Quickstart
==========

This page shows the two main ways to use Cherimoya: via the **command-line
pipeline** or via the **Python API**.


Using the CLI Pipeline
----------------------

The fastest way to go from raw data to trained model and motif analysis is the
end-to-end pipeline.
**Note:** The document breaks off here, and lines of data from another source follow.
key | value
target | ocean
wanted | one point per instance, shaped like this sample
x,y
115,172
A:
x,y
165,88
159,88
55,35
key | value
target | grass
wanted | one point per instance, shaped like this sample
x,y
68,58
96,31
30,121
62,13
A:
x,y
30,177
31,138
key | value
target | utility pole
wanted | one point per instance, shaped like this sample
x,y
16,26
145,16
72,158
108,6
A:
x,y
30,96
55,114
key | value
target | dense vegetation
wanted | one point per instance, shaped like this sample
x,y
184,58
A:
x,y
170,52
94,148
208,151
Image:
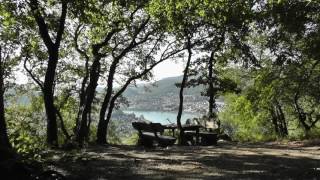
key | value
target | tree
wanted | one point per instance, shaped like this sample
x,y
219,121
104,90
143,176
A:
x,y
8,61
52,44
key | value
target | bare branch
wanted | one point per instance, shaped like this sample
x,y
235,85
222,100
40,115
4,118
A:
x,y
34,78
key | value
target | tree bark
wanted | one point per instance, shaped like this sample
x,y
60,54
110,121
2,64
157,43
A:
x,y
83,130
212,93
183,84
53,52
103,123
4,140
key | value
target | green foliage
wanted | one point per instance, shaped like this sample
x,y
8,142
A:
x,y
242,123
113,136
26,128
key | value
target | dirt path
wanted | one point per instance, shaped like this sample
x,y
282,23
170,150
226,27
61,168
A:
x,y
225,161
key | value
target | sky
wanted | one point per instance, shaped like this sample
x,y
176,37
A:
x,y
168,69
163,70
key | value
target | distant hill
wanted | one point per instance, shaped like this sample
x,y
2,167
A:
x,y
160,88
163,95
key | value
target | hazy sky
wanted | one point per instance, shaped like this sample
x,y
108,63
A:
x,y
162,70
168,69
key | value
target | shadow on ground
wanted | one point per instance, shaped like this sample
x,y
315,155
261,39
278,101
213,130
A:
x,y
258,161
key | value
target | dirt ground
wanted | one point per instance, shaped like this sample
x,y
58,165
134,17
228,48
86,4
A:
x,y
294,160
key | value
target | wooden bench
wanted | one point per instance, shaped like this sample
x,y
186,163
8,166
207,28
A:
x,y
150,133
193,136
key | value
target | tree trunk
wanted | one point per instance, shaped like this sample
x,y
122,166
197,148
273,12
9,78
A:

You need:

1. A genome FASTA file (e.g., ``hg38.fa``)
2. One or more signal files (BAM, SAM, BED, or bigWig)
3. (Optional) Control signal files

**Step 1: Generate a pipeline JSON**

.. code-block:: bash

   cherimoya pipeline-json \
       -s hg38.fa \
       -i signal.bam \
       -n my_experiment \
       -o my_experiment.pipeline.json

**Step 2: Run the full pipeline**

.. code-block:: bash

   cherimoya pipeline -p my_experiment.pipeline.json

This will automatically:

- Call peaks using MACS3
- Convert BAM files to bigWig format
- Sample GC-matched negative regions
- Train a Cherimoya model
- Calculate attributions
- Identify seqlets
- Run TF-MoDISco motif discovery


Using the Python API
--------------------

For more control, use the Python API directly.

**Instantiate a model:**

.. code-block:: python

   from cherimoya import Cherimoya

   model = Cherimoya(
       n_filters=96,       # Number of convolutional filters (default 96)
       n_layers=9,         # Number of Cheri Blocks
       n_outputs=2,        # Number of output tracks (e.g., 2 for stranded)
       n_control_tracks=0, # Number of control tracks (0 if no controls)
   ).cuda()

**Load training data:**

.. code-block:: python

   from cherimoya.io import PeakGenerator

   training_data = PeakGenerator(
       peaks="peaks.narrowPeak",
       negatives="negatives.bed",
       sequences="hg38.fa",
       signals=["signal.+.bw", "signal.-.bw"],
       chroms=["chr1", "chr2", "chr3"],  # Training chromosomes
       in_window=2114,
       out_window=1000,
       max_jitter=128,
       batch_size=64,
   )

**Set up optimizers and train:**

.. code-block:: python

   from torch.optim import AdamW, Muon
   from torch.optim.lr_scheduler import LinearLR, CosineAnnealingLR, SequentialLR

   # Separate parameters for Muon (2D weights) and AdamW (everything else)
   muon_params, adam_params = [], []
   for name, p in model.named_parameters():
       if p.ndim == 2 and "weight" in name and name != "linear.weight":
           muon_params.append(p)
       else:
           adam_params.append(p)

   muon_optimizer = Muon(muon_params, lr=0.01)
   adam_optimizer = AdamW(adam_params, lr=0.004)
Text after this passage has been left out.